# Best PetSmart/PetCo Food?



## SpooOwner (Oct 1, 2010)

I got a PetSmart flyer in the mail and noticed that they've added some foods. What are the best kibbles sold at these big box stores? I see Wellness Core, Blue Buffalo Freedom, BB Wilderness, and Innova Prime are carried at my local store.


----------



## nupe (Apr 26, 2011)

I know this does not answer your question, I have not used the above foods at any time.(predomiately a Raw feeder now)..but I did see Natures Variety (which I have used in the past) recently like last month in Pet co. I have seen alot of good reviews on Wellness Core and BB Wilderness on here in the past though.


----------



## kevin bradley (Aug 9, 2009)

Wellness Core. By a country mile.


----------



## MollyWoppy (Mar 19, 2010)

I haven't had a good look round those shops in the last couple of months, so I'm not sure if they have added any new brands, but Wellness Core was the best food I found.


----------



## Scarlett_O' (May 19, 2011)

For petco I would say Nature's Variety Instinct, and for petsmart I would say wellness core. 
I especially like both line's canned foods.

Oh ya and there is the "Wellness® Ninety-Five Percent Mixer or topper" that I would have no problem feeding if I had to!(IMO, mixed with some "RMBs" and organs this might be perfect for those who dont have freezer space for meat, going on vaca, etc!)
"Lamb Ingredients: lamb, water sufficient for processing, natural flavors, cassia gum and carrageenan."
"Salmon Ingredients: salmon, water sufficient for processing, natural flavors, cassia gum and carrageenan."


----------



## Maxy24 (Mar 5, 2011)

Petco has some really good foods, I haven't seen as many great ones at petsmart.


----------



## Huginn (Nov 21, 2011)

This month PetSmart added those foods you just listed. 

IMO, the best food we carry is Wellness Core.

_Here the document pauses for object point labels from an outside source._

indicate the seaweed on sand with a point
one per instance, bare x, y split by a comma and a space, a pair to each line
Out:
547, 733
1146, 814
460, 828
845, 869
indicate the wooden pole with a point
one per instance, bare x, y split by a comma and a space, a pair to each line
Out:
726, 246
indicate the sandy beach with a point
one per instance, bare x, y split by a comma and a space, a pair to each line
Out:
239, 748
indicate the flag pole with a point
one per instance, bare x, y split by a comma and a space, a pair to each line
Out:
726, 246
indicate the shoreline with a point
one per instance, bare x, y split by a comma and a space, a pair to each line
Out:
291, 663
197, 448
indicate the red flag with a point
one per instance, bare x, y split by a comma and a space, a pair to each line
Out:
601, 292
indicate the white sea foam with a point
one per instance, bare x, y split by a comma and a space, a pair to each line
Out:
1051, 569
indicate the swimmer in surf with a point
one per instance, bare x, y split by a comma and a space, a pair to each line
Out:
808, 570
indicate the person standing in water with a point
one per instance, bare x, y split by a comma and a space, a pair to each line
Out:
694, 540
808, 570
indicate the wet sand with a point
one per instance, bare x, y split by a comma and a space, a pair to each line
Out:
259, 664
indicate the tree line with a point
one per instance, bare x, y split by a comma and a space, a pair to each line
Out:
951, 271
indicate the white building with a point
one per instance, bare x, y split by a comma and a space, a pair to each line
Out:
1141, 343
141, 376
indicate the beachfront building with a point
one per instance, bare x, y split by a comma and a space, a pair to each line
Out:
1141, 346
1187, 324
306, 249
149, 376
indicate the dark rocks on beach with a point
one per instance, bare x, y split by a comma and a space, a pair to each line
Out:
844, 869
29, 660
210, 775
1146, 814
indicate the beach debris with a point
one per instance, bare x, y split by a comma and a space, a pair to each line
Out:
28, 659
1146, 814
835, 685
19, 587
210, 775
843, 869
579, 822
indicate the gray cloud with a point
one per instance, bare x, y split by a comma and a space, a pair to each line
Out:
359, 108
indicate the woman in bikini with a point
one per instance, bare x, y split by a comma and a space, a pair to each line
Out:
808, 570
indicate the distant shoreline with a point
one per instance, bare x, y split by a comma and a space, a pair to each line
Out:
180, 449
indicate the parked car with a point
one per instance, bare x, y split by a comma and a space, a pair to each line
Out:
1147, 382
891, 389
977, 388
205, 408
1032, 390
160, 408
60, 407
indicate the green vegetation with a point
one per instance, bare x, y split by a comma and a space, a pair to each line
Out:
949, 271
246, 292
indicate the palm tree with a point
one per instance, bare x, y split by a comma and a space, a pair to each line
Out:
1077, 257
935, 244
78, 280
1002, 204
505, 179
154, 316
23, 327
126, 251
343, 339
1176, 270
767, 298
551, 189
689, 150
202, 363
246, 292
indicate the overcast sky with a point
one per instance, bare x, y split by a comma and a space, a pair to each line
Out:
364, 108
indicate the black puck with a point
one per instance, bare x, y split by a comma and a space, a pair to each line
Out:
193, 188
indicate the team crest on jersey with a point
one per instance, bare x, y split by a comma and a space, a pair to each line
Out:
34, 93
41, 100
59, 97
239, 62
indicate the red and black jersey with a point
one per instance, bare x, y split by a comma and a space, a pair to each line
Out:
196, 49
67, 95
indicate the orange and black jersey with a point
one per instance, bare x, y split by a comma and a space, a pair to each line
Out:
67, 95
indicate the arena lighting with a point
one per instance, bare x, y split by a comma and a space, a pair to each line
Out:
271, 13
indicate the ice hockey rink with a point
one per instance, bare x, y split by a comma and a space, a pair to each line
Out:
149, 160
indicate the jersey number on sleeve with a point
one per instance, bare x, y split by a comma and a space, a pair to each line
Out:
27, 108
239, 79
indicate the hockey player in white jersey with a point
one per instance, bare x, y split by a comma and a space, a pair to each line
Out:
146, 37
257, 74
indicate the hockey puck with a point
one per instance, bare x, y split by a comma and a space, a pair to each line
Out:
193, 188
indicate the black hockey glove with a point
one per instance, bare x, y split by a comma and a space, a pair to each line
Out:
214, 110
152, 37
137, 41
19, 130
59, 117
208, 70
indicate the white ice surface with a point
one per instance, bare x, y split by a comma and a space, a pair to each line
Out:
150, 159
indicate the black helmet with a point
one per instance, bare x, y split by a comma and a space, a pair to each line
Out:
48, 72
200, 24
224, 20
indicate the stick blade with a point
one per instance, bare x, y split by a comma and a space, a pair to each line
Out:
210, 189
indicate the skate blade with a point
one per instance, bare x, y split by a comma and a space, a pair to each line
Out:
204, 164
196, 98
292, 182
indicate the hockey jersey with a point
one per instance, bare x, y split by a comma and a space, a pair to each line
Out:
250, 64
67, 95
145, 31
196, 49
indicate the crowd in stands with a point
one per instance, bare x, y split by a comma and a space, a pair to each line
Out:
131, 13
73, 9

I was looking at INNOVA prime and it looks pretty good too. We also carry the Pet Botanicals dog food rolls that are pretty good too. We are supposed to be getting the Fresh Pet grain free too I believe, but my store doesn't have the fridge so I honestly don't know. . . 

I haven't stepped foot in a PetCo for four years, I quit working there and have since refused to give them my money on personal principles.


----------



## PDXdogmom (Jun 30, 2010)

If I were shopping the big box stores, I would definitely buy the Wellness Core first (if my dog tolerated potatoes). Then I would rotate, or at least give it a try, the new Innova Prime Chicken and Turkey which used peas as the carb source.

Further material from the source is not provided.